Both the guidance and the assessment algorithms of the lung ultrasound use deep learning, a type of artificial intelligence that uses an artificial neural network. “The ultrasound image is processed by multiple layers of artificial neurons,” Koepsell explained. “Each layer processes the output of the previous layer, and in the end, the last layer of the network makes predictions, for example, [on] where to move the probe to get a better image or also about the likelihood that certain conditions are present in the image,” he continued. “The image processing is based on our current understanding of how that might be working in biological neural networks, like in the brain. The big advantage of doing it this way is that the network can be trained similarly to how we retrain the brain.”

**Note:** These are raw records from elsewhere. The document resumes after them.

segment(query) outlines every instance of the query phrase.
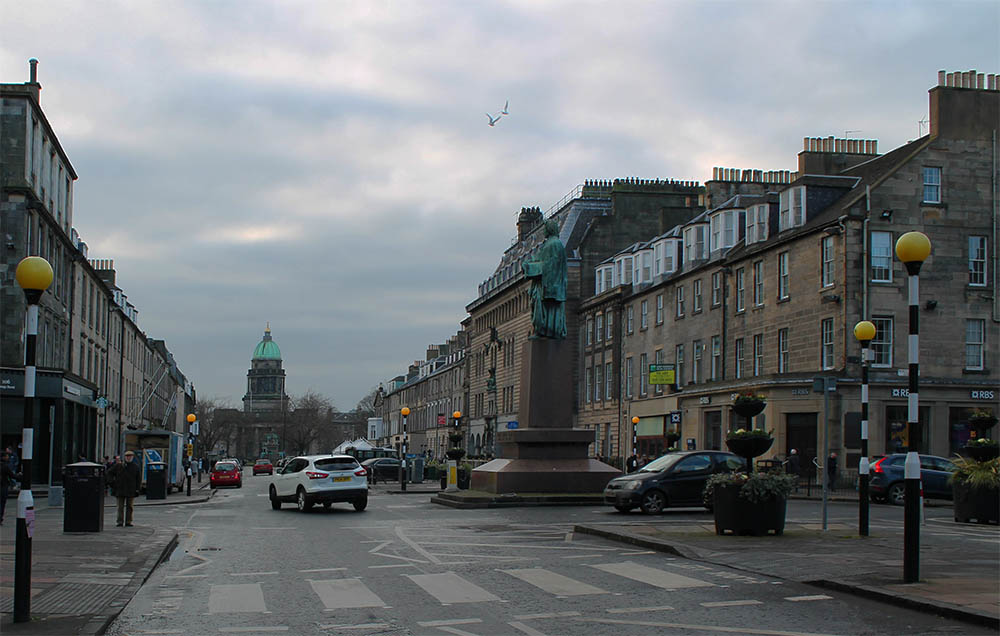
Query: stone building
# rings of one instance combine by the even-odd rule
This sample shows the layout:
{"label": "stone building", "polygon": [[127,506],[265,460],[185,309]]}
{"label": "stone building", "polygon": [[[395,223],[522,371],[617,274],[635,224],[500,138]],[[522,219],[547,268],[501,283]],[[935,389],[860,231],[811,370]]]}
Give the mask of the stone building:
{"label": "stone building", "polygon": [[[872,455],[950,455],[968,439],[972,409],[997,412],[996,84],[996,76],[942,73],[930,91],[930,133],[885,155],[872,140],[806,138],[798,171],[787,179],[716,197],[705,215],[647,239],[639,251],[653,251],[669,272],[667,252],[656,256],[655,245],[680,236],[671,253],[680,266],[662,280],[614,277],[634,249],[595,268],[599,278],[610,272],[612,285],[595,288],[581,322],[596,330],[609,307],[623,314],[615,334],[621,344],[612,342],[618,352],[608,356],[606,338],[599,347],[593,334],[584,336],[593,345],[585,349],[579,405],[611,421],[617,404],[600,410],[585,399],[587,378],[596,385],[598,366],[611,362],[623,395],[613,420],[619,456],[631,452],[633,435],[640,454],[661,451],[671,428],[682,446],[724,448],[726,431],[748,425],[733,413],[733,399],[752,392],[767,400],[753,425],[774,431],[769,456],[796,448],[809,466],[833,451],[842,470],[856,470],[860,346],[853,327],[862,319],[877,330]],[[757,181],[753,172],[738,177]],[[920,276],[920,422],[913,430],[906,423],[907,276],[893,251],[911,230],[933,244]],[[674,365],[672,385],[649,383],[648,365],[656,362]],[[828,409],[814,392],[816,378],[836,381]]]}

Caption Health’s first foray into AI-guided ultrasound was in the cardiac space. The company received a Breakthrough Device Designation for its software and is the first and currently the only FDA-cleared AI-guided ultrasound system. The company rolled out Caption AI to 20 leading medical institutions in the United States in September 2020 and it is currently in use at Northwestern Memorial Hospital, amongst others.
Koepsell shared one example from an institution that used the cardiac ultrasound technology. The cardiac ultrasound was performed by novice users on patients presenting with COVID-19 symptoms, and in 70 percent of cases, the patient’s course of treatment was changed from what it would have otherwise been. “There are definitely more controlled studies necessary,” he said. “But these early results show that there's a really great potential for impact on patient care and patient outcomes with this technology.”

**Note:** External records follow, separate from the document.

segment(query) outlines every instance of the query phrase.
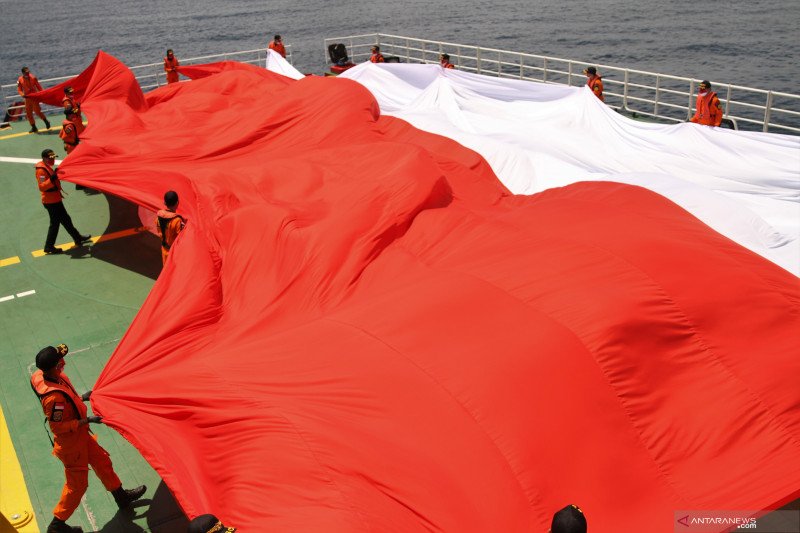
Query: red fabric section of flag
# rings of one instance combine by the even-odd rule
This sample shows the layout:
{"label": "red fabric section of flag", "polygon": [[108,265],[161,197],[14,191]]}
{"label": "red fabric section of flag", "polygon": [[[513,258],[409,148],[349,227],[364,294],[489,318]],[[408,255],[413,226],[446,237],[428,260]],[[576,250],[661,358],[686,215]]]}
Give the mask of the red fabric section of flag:
{"label": "red fabric section of flag", "polygon": [[513,196],[347,80],[226,67],[142,97],[119,72],[84,78],[61,175],[175,190],[187,225],[92,402],[190,516],[546,531],[575,503],[671,532],[798,495],[783,269],[642,188]]}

The company’s current focus is the lung ultrasound, but it expects to adapt its AI to other organ systems in the future. “Our goal is really to empower and enable front-line care providers in any clinical environment to use ultrasound effectively for whatever they would like to look at,” Koepsell said. “And then the nice thing about ultrasound is that you can really image a lot of different organ systems almost everywhere.”
The Bill + Melinda Gates Foundation has awarded a $4.95 million grant to Caption Health for further development.

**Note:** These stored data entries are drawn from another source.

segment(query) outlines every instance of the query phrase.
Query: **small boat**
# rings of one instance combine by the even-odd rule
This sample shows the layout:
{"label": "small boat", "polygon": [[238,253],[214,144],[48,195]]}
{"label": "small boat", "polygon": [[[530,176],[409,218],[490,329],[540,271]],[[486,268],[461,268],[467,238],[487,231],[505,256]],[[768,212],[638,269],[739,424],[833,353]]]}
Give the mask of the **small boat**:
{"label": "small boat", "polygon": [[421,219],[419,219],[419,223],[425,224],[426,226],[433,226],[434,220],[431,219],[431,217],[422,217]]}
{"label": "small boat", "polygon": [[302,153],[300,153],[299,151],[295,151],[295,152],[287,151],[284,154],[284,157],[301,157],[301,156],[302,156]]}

“This idea to democratize ultrasound to democratize medical Imaging, it's so powerful,” he continued. “Accessing visual images of organs like the heart or the lung, and being able to give this capability to any healthcare professional in any setting, just has enormous potential. This technology can be used anywhere, even in very resources-limited settings. This is I think why the Gates Foundation is so interested, in that it can really have a big impact on people all over the world,” Koepsell concluded.